Sapphire - Swormage Dragon Guardian - Dont touch my allies build. Swordmage / Sigil Carver / Draconic incarnation The Holy Slayer - A Striker - Defender Fighter | Cleric / Barbarian - Paragon of Victory WEREBEAR BATTLEMIND: You wont go where you want. - A Battlemind (Druid) / Unbound Nomad / Topaz Crusader
I think there will be a mental disconnect for new players when they are told that fighting with two weapons is at a disadvantage.     

This is a case of a mechanic (that everyone loves) being over used.  

With that said, mechanically, I'd rather not have to divide damage in half either.     Rolling more dice is fine and it's easy for the players (some people really like rolling lots of dice), but I'm not convinced that the math really works all that well.
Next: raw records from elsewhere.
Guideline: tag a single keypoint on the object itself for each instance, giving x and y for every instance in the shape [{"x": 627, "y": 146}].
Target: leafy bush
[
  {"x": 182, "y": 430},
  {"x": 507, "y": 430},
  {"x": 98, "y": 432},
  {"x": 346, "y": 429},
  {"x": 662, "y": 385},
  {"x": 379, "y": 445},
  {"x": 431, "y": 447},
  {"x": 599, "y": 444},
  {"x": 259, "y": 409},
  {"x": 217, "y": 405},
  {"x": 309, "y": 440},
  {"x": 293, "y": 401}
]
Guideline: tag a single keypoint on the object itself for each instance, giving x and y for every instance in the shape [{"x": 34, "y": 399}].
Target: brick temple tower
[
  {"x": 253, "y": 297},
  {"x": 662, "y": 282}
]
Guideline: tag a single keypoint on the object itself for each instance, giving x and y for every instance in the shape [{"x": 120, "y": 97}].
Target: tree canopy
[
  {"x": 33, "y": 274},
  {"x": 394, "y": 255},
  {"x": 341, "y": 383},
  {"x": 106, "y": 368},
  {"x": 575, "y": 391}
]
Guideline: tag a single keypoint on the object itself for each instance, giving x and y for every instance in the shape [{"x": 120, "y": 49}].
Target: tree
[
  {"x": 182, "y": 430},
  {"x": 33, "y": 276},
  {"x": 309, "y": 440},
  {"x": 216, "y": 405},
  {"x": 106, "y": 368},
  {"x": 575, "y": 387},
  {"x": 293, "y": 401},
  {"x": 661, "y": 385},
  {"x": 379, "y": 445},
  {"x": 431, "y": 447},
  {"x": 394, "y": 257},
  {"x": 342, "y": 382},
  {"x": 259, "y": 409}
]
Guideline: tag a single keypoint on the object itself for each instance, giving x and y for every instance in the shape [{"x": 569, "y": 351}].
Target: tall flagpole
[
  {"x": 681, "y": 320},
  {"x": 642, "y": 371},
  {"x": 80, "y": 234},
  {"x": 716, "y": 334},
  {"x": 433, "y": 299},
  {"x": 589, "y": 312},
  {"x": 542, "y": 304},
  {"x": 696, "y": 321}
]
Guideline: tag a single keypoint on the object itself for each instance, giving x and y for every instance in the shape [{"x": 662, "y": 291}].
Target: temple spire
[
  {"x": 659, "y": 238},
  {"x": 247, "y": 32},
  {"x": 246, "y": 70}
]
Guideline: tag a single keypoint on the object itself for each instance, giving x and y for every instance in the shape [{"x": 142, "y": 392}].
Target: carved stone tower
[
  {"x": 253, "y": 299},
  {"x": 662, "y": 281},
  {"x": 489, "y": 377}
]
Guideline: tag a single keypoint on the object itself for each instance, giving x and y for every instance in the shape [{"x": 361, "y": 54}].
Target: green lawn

The problem I see with the disadvantage mechanic for TWF is that at some point more feats will be added to the game that elminate TWF disadvantage.     At the moment TWF is just a fighting option that's open to everyone, which means specialists will most likely be much more proficient.   I suspect that most TWF characters won't actually be using the default mechanic in practice.    I just hope we don't trap feats in 5e.  

The designers need to stop thinking in a gamist way and focus more on the simulationist aspect of the 4 fighting styles (weapon and shield, single weapon, two weapons, two handed).    I mean what is the real advantage of using two weapons in combat?  Is each style really equal?